June 5, 2012/ ISBN 978-0756407261
Fantasy
Amazon
Reviewed
by P.L. Blair
Beautiful Mix of Fantasy, Reality
Unnatural Issue is the first book I've read in Mercedes
Lackey's Elemental Masters series.
It won't be the last.
Lackey's tale of a young woman abandoned by her father, who blames
her for her mother's death in childbirth,, is beautifully interwoven
with the reality of England on the eve of World War I and the fantastical
fae who seek to protect the island nation.
Susanne Whitestone is the daughter, a child of two powerful Earth
Masters, mages, who control the element of Earth. Her father, Richard,
was away when Susanne was born and returned too late to save his
beloved wife, Rebecca. He despises the child, blaming her for Rebecca's
death, leaving her to the servants of Whitestone Manor to raise,
while he retreats into a sectioned-off wing of his home to brood
and nurse his hatred.
Susanne nevertheless grows into a loved and loving young woman
for she, too, is an Earth Master, and she has found a tutor in Robin,
the Robin, Robin Goodfellow, aka the Puck. He has taught Susanne
practices that no mortal could, and she uses her powers to do what
her father has not for all the years of her life, to nurture the
estate beyond the manor's walls and keep it healthy and thriving.
Richard meanwhile has become hard, cold, and obsessed with the
idea of restoring his dead wife to life. For that purpose he has
turned to the dark art of necromancy. He needs an appropriate vessel
for Rebecca's spirit, a young woman as similar in appearance to
her as he can find. As he broods and seeks the vessel he needs,
he realizes such a young woman is as close at hand as his own manor.

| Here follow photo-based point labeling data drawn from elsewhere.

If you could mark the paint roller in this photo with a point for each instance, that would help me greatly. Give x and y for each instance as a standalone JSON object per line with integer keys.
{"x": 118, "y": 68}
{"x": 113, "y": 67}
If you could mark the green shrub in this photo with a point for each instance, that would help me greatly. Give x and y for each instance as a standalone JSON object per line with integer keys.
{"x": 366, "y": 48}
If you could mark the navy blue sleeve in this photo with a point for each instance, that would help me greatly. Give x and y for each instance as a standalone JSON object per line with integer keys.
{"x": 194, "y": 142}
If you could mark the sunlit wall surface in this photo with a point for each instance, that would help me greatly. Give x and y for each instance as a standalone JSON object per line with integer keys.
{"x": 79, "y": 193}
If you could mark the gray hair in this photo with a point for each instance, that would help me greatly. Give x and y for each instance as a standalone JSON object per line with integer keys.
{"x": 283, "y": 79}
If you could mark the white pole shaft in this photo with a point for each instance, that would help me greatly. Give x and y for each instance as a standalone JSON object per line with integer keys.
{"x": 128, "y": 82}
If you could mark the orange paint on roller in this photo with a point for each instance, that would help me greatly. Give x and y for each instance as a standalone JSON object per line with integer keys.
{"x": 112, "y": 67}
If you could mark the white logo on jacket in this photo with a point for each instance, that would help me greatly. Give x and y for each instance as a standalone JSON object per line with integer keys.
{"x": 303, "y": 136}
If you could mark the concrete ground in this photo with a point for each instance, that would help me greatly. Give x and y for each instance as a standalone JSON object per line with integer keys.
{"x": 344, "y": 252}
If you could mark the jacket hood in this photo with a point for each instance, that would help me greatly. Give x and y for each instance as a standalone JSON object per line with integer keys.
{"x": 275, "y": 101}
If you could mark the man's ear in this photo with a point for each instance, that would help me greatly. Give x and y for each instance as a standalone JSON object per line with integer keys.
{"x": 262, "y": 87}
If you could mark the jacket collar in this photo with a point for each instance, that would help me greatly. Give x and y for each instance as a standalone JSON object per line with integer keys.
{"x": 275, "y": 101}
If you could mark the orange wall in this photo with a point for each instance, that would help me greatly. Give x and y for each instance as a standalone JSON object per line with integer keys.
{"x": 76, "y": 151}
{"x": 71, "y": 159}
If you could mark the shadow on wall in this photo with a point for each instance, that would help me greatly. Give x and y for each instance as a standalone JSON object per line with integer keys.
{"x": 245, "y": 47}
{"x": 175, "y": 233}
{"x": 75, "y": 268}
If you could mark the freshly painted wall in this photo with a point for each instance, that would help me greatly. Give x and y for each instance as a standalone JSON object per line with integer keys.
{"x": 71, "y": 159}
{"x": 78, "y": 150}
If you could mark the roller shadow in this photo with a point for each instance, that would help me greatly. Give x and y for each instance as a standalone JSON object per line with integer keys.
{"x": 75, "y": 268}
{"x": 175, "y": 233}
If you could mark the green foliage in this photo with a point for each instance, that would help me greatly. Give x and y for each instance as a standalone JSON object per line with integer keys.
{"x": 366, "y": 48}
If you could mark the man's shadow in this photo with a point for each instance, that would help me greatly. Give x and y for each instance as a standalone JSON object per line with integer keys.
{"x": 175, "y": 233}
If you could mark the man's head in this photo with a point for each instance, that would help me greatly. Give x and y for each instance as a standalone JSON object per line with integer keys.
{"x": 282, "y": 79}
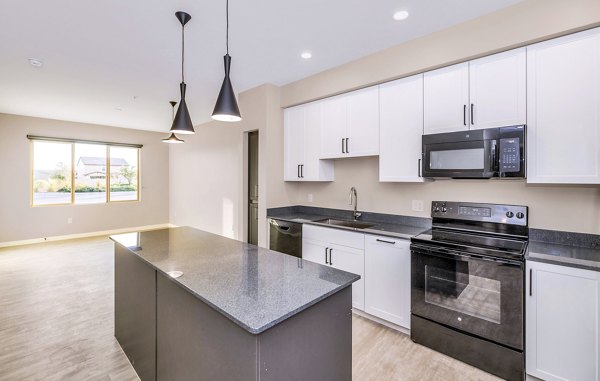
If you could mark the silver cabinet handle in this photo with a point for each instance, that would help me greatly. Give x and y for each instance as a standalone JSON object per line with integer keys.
{"x": 530, "y": 282}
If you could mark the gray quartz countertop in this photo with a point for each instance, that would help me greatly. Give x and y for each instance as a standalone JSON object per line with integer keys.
{"x": 564, "y": 254}
{"x": 254, "y": 287}
{"x": 391, "y": 229}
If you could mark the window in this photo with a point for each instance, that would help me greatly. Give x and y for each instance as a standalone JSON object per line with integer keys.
{"x": 75, "y": 172}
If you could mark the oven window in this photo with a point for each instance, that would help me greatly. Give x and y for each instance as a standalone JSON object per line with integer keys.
{"x": 457, "y": 159}
{"x": 461, "y": 292}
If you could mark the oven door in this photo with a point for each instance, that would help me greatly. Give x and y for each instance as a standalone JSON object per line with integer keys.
{"x": 477, "y": 295}
{"x": 463, "y": 159}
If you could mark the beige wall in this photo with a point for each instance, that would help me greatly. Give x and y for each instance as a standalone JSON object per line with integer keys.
{"x": 526, "y": 22}
{"x": 20, "y": 221}
{"x": 559, "y": 207}
{"x": 571, "y": 208}
{"x": 209, "y": 172}
{"x": 208, "y": 188}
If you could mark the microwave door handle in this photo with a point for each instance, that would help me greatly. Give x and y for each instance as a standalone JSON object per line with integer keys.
{"x": 494, "y": 157}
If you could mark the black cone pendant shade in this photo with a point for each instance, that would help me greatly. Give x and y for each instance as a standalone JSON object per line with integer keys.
{"x": 172, "y": 139}
{"x": 182, "y": 123}
{"x": 226, "y": 108}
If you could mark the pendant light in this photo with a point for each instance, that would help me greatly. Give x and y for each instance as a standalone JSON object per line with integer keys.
{"x": 172, "y": 139}
{"x": 226, "y": 108}
{"x": 182, "y": 124}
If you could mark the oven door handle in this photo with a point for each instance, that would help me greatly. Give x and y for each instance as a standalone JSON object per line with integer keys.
{"x": 445, "y": 253}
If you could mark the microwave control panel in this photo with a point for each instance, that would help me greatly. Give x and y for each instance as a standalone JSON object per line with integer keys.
{"x": 510, "y": 155}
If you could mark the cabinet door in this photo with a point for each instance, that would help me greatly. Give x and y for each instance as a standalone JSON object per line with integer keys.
{"x": 314, "y": 168}
{"x": 362, "y": 129}
{"x": 387, "y": 279}
{"x": 400, "y": 129}
{"x": 563, "y": 110}
{"x": 351, "y": 260}
{"x": 446, "y": 97}
{"x": 563, "y": 322}
{"x": 314, "y": 251}
{"x": 497, "y": 89}
{"x": 293, "y": 137}
{"x": 333, "y": 127}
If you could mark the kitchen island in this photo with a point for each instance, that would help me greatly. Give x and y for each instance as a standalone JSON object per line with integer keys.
{"x": 236, "y": 312}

Because Susanne is twenty-one,, the age at which Rebecca died,,
and the image of her mother.
Lackey weaves a powerful tale, from the power and poetry of the
fae and the Yorkshire countryside in which Susanne is born, to the
gritty reality of London in the early 1900s, to the hell of war
in the trenches in World War I. It's almost a cliché to refer
to a book as a page-turner these days, but in the case of Unnatural
Issue it's true.
This is a book that's hard to put down, and I found myself looking
forward to every opportunity to pick it up and resume the story.
Lackey is my kind of writer,; one who pulls you into her tale, then
disappears, letting the story and the characters speak for themselves.
It's only after you put the book aside that you become aware of
the author and what a powerful tale-teller she is.
I highly recommend Unnatural Issue. As for me, I'm going searching
for more of Lackey's books in this incredible series.